RC : Est-ce qu’on est vraiment en crise permanente ? Est-ce que les fédérations hospitalières ont raison de faire croire ça ? C’est difficile de poser un diagnostic complet. Quand on regarde les établissements publics, la moitié du déficit est concentrée sur une cinquantaine d’établissements : quelques grands CHU à Paris, Lyon, Marseille, Caen, Pointe-à-Pitre… À l’AP-HP, le problème est très spécifique, multifactoriel, il y a un plan de restructuration depuis plusieurs années, qui nécessitera du temps. À Lyon, suite à de nombreuses années d’efforts, les Hospices civils retrouvent une situation budgétaire plus équilibrée. L’un des problèmes, c’est l’effet de répétition : tout le monde se dit : « on est en crise, surchargé de travail, on fait un burn-out ». C’est un cercle vicieux qui s’installe, négatif, pessimiste. C’est ça qu’il faut arriver à inverser, mais la réforme ne propose pas de réponse immédiate, plutôt à moyen terme. Elle peut paraître répondre insuffisamment aux attentes.
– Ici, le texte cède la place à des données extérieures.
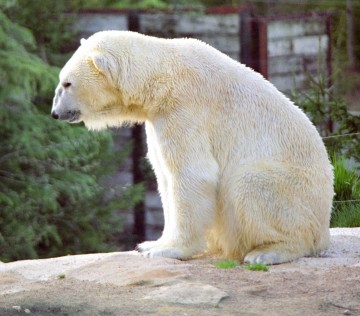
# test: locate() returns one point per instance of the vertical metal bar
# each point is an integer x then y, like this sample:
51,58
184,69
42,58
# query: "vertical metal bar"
263,48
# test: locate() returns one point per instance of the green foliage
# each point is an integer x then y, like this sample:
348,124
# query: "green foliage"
52,201
347,181
347,214
226,264
346,210
256,267
54,33
343,144
322,106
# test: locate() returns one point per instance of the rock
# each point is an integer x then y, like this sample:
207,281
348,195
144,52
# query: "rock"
188,293
128,284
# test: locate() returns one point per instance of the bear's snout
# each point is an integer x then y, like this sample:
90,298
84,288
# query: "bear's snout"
54,115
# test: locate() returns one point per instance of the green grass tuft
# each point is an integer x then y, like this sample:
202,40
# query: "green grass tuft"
226,264
256,267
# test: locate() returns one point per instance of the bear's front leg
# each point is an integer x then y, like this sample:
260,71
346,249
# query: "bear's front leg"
191,203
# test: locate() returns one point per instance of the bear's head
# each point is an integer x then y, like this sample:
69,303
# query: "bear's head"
87,89
114,77
93,85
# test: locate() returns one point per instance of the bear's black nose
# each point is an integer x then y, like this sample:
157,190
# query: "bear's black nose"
54,115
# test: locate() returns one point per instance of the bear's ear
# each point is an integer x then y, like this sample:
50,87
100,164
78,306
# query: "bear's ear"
105,65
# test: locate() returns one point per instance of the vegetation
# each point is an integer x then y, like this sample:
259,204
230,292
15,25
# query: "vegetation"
226,264
52,197
346,210
256,267
343,145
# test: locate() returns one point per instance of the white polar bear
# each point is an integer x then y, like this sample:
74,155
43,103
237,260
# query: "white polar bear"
241,170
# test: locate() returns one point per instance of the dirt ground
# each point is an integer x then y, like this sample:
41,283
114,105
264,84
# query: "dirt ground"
126,283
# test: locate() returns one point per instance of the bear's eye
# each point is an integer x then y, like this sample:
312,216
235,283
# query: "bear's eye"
66,84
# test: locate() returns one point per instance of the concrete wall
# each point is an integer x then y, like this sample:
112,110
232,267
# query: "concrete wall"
295,49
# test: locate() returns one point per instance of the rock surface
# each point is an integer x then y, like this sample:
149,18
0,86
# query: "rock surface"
127,284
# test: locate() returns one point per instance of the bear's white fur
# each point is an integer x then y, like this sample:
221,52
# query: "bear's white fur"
241,170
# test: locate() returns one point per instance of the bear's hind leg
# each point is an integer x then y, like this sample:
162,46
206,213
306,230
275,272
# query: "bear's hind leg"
275,254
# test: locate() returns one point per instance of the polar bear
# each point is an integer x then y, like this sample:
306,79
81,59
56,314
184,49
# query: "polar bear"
240,169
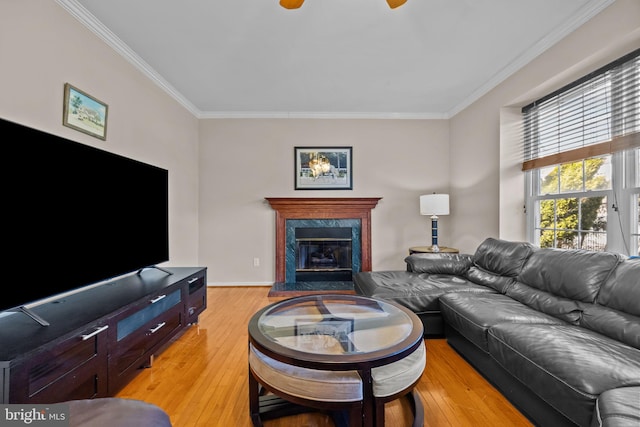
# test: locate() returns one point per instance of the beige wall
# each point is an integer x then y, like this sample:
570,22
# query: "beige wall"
486,183
42,47
221,170
242,161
Pr G : L’hôpital public pallie un système de santé défaillant. Aujourd’hui, l’hôpital est KO. La vérité, c’est que 50 % des hôpitaux sont en déficit et que pour maintenir un équilibre financier, un hôpital est condamné à augmenter son activité sans augmenter ses moyens. Nier la dégradation des conditions de travail, et donc de la qualité des soins, relève du déni.
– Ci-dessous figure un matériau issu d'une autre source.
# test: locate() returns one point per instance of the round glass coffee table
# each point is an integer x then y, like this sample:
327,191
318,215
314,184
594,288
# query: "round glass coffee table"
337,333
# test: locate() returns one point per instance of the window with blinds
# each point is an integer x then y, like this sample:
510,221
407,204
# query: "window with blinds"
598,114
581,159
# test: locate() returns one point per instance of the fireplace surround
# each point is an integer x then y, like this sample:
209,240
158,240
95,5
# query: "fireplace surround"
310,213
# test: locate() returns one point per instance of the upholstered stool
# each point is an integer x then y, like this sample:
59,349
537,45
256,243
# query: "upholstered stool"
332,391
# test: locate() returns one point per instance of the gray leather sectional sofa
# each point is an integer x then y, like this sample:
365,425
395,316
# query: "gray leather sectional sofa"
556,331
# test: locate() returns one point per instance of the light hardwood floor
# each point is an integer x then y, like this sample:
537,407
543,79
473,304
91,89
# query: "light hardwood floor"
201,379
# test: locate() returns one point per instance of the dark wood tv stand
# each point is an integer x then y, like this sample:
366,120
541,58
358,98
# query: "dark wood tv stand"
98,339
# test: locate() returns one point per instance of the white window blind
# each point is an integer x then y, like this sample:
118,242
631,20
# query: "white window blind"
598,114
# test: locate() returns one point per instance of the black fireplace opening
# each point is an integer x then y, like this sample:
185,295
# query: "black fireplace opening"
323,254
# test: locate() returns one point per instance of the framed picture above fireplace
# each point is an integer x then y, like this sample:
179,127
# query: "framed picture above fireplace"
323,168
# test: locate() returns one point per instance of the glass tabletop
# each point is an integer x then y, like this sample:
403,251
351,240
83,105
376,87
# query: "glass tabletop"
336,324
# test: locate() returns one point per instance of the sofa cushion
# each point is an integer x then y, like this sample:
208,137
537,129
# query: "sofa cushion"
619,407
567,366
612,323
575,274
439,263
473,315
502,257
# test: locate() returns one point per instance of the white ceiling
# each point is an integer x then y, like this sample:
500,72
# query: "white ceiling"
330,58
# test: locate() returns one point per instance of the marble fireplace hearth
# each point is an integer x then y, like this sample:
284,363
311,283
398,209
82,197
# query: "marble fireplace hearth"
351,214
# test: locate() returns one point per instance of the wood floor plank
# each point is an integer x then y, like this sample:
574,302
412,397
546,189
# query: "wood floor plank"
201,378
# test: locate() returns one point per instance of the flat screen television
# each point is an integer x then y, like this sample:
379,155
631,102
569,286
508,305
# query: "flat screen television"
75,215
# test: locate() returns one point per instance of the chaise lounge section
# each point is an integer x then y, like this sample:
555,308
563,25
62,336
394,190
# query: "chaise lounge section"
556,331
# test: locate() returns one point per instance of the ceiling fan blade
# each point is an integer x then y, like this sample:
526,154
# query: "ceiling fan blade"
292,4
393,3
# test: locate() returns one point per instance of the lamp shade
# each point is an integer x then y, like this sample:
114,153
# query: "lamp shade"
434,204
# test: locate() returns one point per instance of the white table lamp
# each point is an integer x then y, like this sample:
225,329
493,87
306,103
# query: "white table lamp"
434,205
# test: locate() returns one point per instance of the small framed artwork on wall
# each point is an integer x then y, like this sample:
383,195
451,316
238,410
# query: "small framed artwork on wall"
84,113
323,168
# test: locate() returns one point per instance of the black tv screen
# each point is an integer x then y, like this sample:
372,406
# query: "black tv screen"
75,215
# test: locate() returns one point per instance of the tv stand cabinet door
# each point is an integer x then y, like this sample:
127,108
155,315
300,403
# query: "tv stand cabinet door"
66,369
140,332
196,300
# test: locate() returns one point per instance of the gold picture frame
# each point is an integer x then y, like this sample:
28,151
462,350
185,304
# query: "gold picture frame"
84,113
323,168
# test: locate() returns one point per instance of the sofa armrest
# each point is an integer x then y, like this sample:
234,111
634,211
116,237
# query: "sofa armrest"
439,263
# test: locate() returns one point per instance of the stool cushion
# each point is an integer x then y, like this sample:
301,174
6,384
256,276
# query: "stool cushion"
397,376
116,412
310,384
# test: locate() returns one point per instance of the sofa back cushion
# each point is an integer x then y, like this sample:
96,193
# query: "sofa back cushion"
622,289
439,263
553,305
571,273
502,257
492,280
Faut-il revoir les ordonnances Debré ?

Pr G : La réforme Debré a été très positive en créant le plein-temps et en intégrant à la médecine la recherche en biologie. Les effets négatifs sont devenus très prégnants à partir des années 1980. En 1958, l’hôpital avait trois missions : la recherche, l’enseignement et les soins. Aujourd’hui, il y en a cinq, avec en plus la santé publique et la gestion. C’est impossible pour une seule personne, d’où la nécessité du travail en équipe. On a confié les tâches de soins aux praticiens hospitaliers non universitaires. Il faut revenir à un statut unique avec deux missions parmi les cinq et la possibilité d’évolution dans le temps. La base de l’hôpital ne doit plus être le pôle de gestion, mais l’équipe de soins coanimée par un médecin et un cadre de santé. Il faut revoir la « gouvernance d’entreprise » instaurée par la loi HPST. La recherche clinique doit être mieux financée. Enfin, le CHU doit insérer son activité dans un territoire en développant la coopération à la place de la concurrence.

RC : Un rapport sur les CHU devrait être publié en décembre et pourrait proposer de réviser l’architecture de la loi Debré et la triple mission des hôpitaux universitaires. Cette idée court depuis plusieurs années. Tout le monde est intimement persuadé que cela ne peut pas continuer comme ça, ce qui est déjà un point favorable pour faire une réforme. Je pense que cela va dans le bon sens. Si la médecine de ville arrive à s’organiser pour prendre en charge les malades chroniques et les personnes âgées à domicile, pour éviter des hospitalisations évitables, ce sera un succès. « Ma santé 2022 » est un plan global et chacun doit apporter sa pierre, trouver sa place. Si on oppose l’un contre l’autre, ce qui est parfois le cas entre l’hôpital et la ville, on restera dans des systèmes cloisonnés, inefficients et ce sera mauvais pour tout le monde.

Pr G : Cela suppose de revoir les modes de financement de l’hôpital et de rémunération des professionnels libéraux. On ne peut pas résoudre une crise en gardant la méthode de pensée qui l’a créée.